Install this RPM on your PHP powered web server as:
rpm -ivh ClouderaImpalaODBC-2.5.29.1009-1.el6.x86_64.rpm
On CentOS 7, the above command will fail with the following error:
cyrus-sasl-gssapi >= 2.1.22 is needed by ClouderaImpalaODBC-2.5.29.1009-1.x86_64 cyrus-sasl-plain >= 2.1.22 is needed by ClouderaImpalaODBC-2.5.29.1009-1.x86_64 libsasl2.so.2()(64bit) is needed by ClouderaImpalaODBC-2.5.29.1009-1.x86_64
Now install cyrus-sasl-gssapi and cyrus-sasl-plain as follows:
yum install cyrus-sasl-gssapi cyrus-sasl-plain
Now again issue:
rpm -ivh ClouderaImpalaODBC-2.5.29.1009-1.el6.x86_64.rpm
This should now leave you with only one error:
libsasl2.so.2()(64bit) is needed by ClouderaImpalaODBC-2.5.29.1009-1.x86_64
Next, install the rpm with –nodeps option as:
rpm -ivh ClouderaImpalaODBC-2.5.29.1009-1.el6.x86_64.rpm --nodeps
To fix the libsasl2.so.2, issue the following command:
ln -s /usr/lib64/libsasl2.so.3 /usr/lib64/libsasl2.so.2
Install unixODBC as follows:
yum install unixODBC
Configure the ODBC
Copy the files odbc.ini and odbcinst.ini, found in /opt/cloudera/impalaodbc/Setup, to /etc directory (overwrite the existing files).
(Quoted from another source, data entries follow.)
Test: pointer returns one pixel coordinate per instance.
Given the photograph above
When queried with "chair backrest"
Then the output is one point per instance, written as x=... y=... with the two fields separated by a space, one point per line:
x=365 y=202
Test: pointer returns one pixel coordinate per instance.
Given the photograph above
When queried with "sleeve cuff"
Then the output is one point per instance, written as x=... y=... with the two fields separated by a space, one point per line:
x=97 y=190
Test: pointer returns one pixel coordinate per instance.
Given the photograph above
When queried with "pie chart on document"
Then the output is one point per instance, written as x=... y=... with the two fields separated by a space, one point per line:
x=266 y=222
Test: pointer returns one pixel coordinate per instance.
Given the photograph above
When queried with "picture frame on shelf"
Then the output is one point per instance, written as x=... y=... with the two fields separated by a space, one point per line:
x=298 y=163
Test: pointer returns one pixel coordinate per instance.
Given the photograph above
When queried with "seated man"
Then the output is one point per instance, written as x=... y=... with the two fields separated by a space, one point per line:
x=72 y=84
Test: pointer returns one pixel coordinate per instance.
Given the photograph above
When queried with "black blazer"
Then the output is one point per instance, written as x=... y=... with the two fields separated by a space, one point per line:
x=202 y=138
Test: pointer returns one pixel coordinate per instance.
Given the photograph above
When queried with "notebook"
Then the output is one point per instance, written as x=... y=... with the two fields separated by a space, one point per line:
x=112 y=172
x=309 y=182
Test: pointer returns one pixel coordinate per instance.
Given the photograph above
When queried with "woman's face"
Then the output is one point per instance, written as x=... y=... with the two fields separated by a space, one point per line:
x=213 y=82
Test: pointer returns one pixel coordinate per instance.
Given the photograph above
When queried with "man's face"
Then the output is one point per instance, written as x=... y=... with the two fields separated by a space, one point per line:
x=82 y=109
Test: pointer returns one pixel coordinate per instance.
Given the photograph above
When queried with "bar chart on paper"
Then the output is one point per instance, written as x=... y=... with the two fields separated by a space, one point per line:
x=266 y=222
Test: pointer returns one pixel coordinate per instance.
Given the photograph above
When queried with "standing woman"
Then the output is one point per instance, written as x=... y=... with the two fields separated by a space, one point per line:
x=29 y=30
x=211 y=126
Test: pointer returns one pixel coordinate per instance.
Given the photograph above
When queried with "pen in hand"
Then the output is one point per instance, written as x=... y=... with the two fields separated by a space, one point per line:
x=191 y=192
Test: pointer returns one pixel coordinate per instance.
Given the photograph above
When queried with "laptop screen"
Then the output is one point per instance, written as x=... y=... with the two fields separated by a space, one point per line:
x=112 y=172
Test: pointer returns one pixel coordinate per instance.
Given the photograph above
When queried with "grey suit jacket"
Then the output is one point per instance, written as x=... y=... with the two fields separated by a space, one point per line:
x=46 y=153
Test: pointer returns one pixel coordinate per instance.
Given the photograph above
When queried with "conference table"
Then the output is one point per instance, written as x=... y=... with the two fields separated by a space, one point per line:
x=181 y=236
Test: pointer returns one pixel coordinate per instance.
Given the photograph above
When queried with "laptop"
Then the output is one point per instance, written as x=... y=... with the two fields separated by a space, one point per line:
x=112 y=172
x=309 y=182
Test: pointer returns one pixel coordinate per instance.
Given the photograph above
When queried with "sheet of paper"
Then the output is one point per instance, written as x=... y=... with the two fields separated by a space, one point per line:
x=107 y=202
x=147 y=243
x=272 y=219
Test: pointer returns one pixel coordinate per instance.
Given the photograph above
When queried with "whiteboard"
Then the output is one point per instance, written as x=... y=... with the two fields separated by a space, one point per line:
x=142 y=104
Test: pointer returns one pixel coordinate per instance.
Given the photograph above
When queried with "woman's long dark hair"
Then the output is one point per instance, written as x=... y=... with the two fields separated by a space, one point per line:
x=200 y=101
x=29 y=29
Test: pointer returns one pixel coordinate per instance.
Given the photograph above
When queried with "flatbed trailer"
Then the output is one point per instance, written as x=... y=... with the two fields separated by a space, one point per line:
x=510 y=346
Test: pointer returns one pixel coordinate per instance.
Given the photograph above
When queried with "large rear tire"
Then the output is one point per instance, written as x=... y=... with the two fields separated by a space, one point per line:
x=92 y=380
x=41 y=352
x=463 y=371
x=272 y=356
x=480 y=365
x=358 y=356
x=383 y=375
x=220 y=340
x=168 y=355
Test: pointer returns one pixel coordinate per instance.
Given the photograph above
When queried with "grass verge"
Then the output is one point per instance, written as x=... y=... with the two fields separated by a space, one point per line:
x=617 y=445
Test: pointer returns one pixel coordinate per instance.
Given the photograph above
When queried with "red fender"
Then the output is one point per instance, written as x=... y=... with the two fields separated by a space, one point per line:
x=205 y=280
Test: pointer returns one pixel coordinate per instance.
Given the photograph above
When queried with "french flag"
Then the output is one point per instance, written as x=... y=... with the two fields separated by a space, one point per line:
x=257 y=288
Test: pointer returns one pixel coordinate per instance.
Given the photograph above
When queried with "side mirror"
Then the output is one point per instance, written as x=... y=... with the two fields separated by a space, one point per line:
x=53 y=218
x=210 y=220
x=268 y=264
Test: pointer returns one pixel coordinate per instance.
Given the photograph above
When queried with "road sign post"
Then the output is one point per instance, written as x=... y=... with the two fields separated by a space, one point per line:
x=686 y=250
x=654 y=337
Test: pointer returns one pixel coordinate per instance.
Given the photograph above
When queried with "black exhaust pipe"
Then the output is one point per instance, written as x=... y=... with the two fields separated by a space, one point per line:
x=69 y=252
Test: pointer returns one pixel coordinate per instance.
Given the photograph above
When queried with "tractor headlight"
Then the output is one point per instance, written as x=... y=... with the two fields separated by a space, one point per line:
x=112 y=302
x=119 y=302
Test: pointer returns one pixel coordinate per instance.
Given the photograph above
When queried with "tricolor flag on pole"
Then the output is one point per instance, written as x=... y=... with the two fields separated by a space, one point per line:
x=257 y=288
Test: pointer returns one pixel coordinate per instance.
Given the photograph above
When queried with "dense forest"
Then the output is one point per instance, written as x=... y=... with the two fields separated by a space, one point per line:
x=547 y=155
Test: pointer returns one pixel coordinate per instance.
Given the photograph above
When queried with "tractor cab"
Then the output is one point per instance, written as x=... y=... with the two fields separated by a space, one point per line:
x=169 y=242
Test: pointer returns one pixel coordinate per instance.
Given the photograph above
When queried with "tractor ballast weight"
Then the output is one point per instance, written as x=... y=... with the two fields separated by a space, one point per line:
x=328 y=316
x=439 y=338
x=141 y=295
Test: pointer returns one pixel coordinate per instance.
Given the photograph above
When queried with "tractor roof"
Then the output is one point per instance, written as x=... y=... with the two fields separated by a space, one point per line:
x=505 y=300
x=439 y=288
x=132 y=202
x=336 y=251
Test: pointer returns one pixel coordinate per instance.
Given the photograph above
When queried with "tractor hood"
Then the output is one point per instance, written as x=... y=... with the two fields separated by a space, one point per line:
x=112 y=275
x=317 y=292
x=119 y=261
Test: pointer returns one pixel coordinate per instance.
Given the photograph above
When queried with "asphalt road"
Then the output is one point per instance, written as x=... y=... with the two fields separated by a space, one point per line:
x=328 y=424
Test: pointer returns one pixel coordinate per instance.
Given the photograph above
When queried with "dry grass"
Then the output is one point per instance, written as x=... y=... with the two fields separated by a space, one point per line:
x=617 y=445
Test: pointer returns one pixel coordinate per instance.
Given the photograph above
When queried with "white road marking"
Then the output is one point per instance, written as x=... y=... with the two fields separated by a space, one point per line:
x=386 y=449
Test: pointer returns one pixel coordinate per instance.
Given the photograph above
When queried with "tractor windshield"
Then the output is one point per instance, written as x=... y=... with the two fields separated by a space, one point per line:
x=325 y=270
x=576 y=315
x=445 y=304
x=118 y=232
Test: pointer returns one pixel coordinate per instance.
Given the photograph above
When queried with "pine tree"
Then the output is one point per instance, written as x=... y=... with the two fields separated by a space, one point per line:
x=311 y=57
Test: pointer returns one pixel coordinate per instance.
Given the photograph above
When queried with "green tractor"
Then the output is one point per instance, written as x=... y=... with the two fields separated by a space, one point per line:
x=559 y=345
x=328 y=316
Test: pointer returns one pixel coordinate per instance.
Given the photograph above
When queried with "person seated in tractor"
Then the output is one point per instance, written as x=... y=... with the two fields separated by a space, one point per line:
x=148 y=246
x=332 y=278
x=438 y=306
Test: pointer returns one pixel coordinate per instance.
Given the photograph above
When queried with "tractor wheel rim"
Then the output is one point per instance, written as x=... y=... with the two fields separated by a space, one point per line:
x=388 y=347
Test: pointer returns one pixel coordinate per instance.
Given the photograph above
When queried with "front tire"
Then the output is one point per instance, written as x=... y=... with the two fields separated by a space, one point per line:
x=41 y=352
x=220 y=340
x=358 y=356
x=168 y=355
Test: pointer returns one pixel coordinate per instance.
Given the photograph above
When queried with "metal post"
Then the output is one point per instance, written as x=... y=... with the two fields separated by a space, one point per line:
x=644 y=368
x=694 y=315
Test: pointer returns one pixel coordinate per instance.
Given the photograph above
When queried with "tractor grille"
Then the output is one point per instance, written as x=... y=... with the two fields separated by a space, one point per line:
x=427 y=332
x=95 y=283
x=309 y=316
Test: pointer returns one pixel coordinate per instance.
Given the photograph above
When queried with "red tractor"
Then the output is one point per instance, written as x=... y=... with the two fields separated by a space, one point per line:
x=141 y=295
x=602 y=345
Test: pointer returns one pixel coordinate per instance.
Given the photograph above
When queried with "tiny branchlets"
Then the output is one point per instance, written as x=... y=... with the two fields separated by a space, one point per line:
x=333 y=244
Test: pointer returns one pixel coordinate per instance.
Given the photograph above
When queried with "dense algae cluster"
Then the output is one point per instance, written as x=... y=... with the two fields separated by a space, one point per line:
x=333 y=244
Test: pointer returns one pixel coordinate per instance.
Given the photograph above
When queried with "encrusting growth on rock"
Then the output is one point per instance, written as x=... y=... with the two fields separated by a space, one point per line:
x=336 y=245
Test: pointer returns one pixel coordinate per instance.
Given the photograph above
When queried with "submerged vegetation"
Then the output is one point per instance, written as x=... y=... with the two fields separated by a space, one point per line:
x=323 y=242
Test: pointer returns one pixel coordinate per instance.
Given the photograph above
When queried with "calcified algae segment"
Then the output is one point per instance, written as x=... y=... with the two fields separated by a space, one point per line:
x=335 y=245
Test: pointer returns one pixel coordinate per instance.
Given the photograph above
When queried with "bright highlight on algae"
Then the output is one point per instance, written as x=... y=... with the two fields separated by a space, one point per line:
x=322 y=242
Next, open the file named cloudera.impalaodbc.ini, found in the directory /opt/cloudera/impalaodbc/lib/64, in a text editor. Comment out (by prefixing a #) the line which says ODBCInstLib=libiodbcinst.so as follows:
#ODBCInstLib=libiodbcinst.so
Next, add the following line towards the end of the file:
ODBCInstLib=libodbcinst.so
Save the file.
The PHP side
Install php-odbc as:
yum install php-odbc
Reload Apache web server as:
service httpd reload
Now the following PHP code should work and query data in Impala via ODBC:
<?php $dsn = "DSN=Sample Cloudera Impala DSN 64;host=192.168.0.5;port=21050;database=bigdata;"; $conn = odbc_connect($dsn, '', ''); $result = odbc_exec($conn, "select * from tbl limit 10"); while($row = odbc_fetch_array($result)) print_r($row); ?>
In the above code, substitute 192.168.0.5 to the name or IP address of the machine running Impala datanode. If you point it to the namenode, you will get the following error:
PHP Warning: odbc_connect(): SQL error: [unixODBC][Cloudera][ImpalaODBC] (100) Error from the Impala Thrift API: connect() failed: Connection refused, SQL state S1000 in SQLConnect
Substitute bigdata in the DSN with the name of the database. And, substitute the name of the table (tbl) in the query select * from tbl limit 10.
This blog post is aimed to get you started with PHP ODBC and Impala with the default configuration, with minimal changes. So feel free to change the ugly DSN name “Sample Cloudera Impala DSN 64″ in /etc/odbcinst.ini, /etc/odbc.ini and in the PHP script.